Weekly property review: Central Australia experiences its own mini property boom

Property editor Linda Rowley, 19/11/2015

Derwent 1


THE extensive semi-arid cattle holdings scattered across the region loosely described as Central Australia have traditionally been closely-held, with relatively low rates of turnover.

But all that has changed this year with a burst of transaction activity unlike anything seen in recent times.

While there is some evidence of foreign investor activity in the region, much of the +$50 million in transactions has been to family-scale Australian buyers – either locals expanding their operations, or outsiders looking for enterprise scale, low cost of production or other features.

Property Central has compiled the table below, describing six transactions that have taken place (or are nearing settlement), over the past five months. The outcome on a seventh property recently put to market – Singleton Station, northeast of Alice Springs, remains clouded*.

The following table shows the remarkable sequence of land transactions, totalling more than 1.2million hectares, which have occurred in the Alice Springs region since June this year.


Table Central Australia

Cattle producers Tony and Pam Davis have been the most active sellers and buyers – offloading their Top End country (Limbuyna in the Victoria River District and Moroak, east of Mataranka) in order to purchase three conjoined stations in Central Australia, from where the Davis family originally came.

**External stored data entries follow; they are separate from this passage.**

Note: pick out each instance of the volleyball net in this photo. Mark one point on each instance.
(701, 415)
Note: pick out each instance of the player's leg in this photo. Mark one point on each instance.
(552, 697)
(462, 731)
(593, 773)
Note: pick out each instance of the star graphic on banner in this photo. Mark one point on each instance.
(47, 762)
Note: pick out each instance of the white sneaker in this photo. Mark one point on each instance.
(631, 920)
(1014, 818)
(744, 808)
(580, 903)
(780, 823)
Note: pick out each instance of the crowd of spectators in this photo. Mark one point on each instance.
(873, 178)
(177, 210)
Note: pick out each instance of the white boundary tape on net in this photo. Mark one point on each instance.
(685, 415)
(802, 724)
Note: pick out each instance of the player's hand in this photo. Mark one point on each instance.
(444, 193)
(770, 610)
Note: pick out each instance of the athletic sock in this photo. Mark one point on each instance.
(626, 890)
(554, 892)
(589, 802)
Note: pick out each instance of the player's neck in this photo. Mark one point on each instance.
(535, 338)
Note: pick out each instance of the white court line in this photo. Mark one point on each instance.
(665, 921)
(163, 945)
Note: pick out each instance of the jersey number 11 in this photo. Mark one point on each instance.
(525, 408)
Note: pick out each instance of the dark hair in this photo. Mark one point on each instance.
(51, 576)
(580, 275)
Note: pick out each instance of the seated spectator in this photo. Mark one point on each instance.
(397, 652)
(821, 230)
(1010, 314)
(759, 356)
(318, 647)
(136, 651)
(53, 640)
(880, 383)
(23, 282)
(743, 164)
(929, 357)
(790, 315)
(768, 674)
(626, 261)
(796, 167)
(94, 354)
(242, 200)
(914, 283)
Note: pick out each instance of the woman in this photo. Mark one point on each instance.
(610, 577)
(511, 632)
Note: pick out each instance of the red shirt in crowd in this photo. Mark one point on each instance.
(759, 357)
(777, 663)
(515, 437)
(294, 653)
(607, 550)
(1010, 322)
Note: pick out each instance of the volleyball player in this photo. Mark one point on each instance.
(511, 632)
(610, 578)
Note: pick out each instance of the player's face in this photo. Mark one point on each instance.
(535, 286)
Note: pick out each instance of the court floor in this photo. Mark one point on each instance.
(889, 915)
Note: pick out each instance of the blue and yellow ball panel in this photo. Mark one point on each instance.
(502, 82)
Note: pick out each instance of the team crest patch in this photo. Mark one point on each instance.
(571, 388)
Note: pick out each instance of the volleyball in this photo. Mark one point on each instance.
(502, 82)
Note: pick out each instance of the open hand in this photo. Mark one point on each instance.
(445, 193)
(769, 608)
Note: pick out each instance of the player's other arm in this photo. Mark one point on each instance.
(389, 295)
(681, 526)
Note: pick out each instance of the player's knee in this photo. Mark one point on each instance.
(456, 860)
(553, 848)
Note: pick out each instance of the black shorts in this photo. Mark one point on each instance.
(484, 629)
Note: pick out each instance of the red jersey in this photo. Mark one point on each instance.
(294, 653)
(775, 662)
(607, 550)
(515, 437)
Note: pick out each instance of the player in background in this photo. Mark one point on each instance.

The Glen Helen, Derwent and Narwietooma Stations adjoin the Davis’ current holdings, Hamilton Downs and Amburla Stations giving the couple a continuous run of country stretching 200km west from Alice Springs along the West MacDonnell Ranges.

In a recent interview with the NT News, Chris Nott from the Northern Territory Cattlemen’s Association said the transactions were significant.

“It gives the industry a boost and the flow-on effects will help the Alice Springs economy and there’s a chance more people can be employed. It shows they have a lot of faith in the industry,” he said.

Veteran real estate agent Jock McPherson from Territory Rural McPherson said there had been increasing interest from local (particularly from the eastern states) and international buyers for Central Australian beef cattle properties, compared to the previous five years.

Mr McPherson said he was currently negotiating some significant sales (MacDonald Downs and Murray Downs/Epenarra Stations) that were due to be completed prior to Christmas.

Andrew Stephens from Landmark Harcourts Alice Springs, who was involved in the Derwent and Glen Helen sale, said he was fielding inquiry from foreign interests and was confident of more transactions early next year.

“Buyers are becoming aware of the viability of Central Australian beef properties, the cost efficiencies of running such large holdings and the suitability of cattle to the current markets,” he said.

Mr McPherson said the Alice Springs region had been under-rated in the past, but buyers were now realising the opportunities.

“Many corporates have shied away from investing in Central Australia because it is low rainfall country. However, in my opinion it’s the cheapest area in Australia to run a cow. The Alice runs significant numbers of cattle and animal quality has improved greatly.”

Mr McPherson said the cattle produced in this region are highly suitable to both slaughter and live export markets, particularly the new Vietnamese market.

“Given a good or reasonable season, Central Australia has the ability to run and fatten cattle on a large scale.”

He said the area was bluetongue free, giving local cattle access to a wider range of overseas live export markets.

“I know Central Australia is a long way from anywhere, but it is the same distance to Adelaide, to Darwin, to Townsville and almost to Perth. We provide cattle to all those markets. Even though distance is a cost, as the roads improve, there is greater accessibility. And because of the size of the holdings in Central Australia, producers can run significant numbers relatively cheaply.”

With a shortage of beef cattle properties for sale in the region, Mr McPherson said there had certainly been an improvement in prices.

“The recent lift in beef prices has awoken interest in the Central Australia property market. In addition, there’s the opportunity of gaining easy certification for Organic production.”

While some analysts suggest beef cattle properties in the region have lifted by as much as 20 percent in value, both agents wouldn’t be drawn on an actual percentage.

“It’s hard to gauge at this point of time how much property prices have risen by,” Jock McPherson said. “But what was difficult to achieve two years ago has become achievable, and prices are now over and above that.”

Andrew Stephens said in the last three years, some property prices had doubled, reaching the heights of the previous 2006-2007 boom. “It has certainly exceeded people’s expectations,” he said.


* Reports that the 294,000ha Singleton Station, 390km north of Alice Springs, has been sold to Chinese interests for $10m are apparently premature, and may not materialise.  Beef Central will keep readers informed of any developments.